In yesterday's post we looked at the latest Haute Couture collection by Iris van Herpen, focusing on a gown made with a neoprene composite created for world-champion skydiver Domitille Kiger. In that post we also highlighted the difficulties the designer went through to create a gown for Kiger that could resist the force of the elements.
But there are other figures in the fashion industry who study materials and their deterioration in specific conditions – museum conservators.
The Costume Institute at the Met Museum in New York recently posted an image on its Instagram page that made you think about this issue.
The picture in question showed an ensemble by Maison Margiela's Haute Couture A/W 2018 collection by John Galliano. The designer often employed in the collections he created for Margiela pieces with synthetic and plastic-based materials.
Margiela's overdress included in the Costume Institute archive is made of polyurethane foam, a material that can easily get damaged and prematurely age after a few years especially in the presence of oxygen (it usually wrinkles, then cracks and finally breaks into small pieces).
To preserve the ensemble, Christopher Mazza, Assistant Conservator, placed it in a sealed package filled with argon gas as showed by the second and third image in the Instagram post (that, to be honest, look a bit disturbing as the pics call to mind a morgue and corpses on tables maybe ready for an autopsy…).
The notes accompanying this post on Instagram explain that the argon gas inside the package produces a non-reactive environment which helps preventing undesirable changes to the foam such as yellowing and loss of flexibility.
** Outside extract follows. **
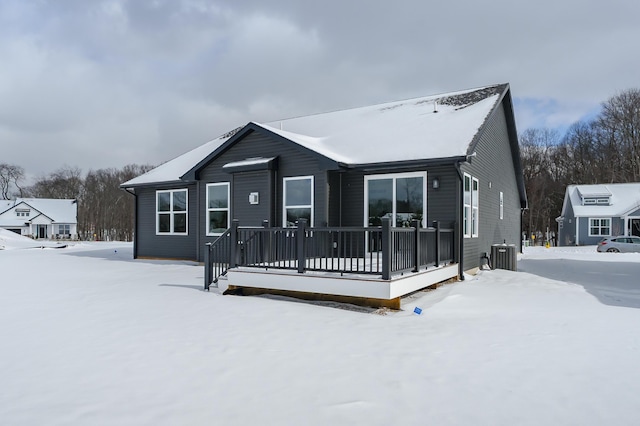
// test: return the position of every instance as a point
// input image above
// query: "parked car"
(620, 244)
As there are quite a few contemporary designers employing very special and often synthetic materials for some of their most complex designs, maybe in future we may need more people with special qualification in textile and material conservation in museums with fashion/costume departments.
So, could chemistry for fashion conservation be a discipline to study in future? We hope so, as many students out there would certainly start focusing on chemistry with a renewed purpose if they knew it could help them one day to preserve from aging a design piece they love.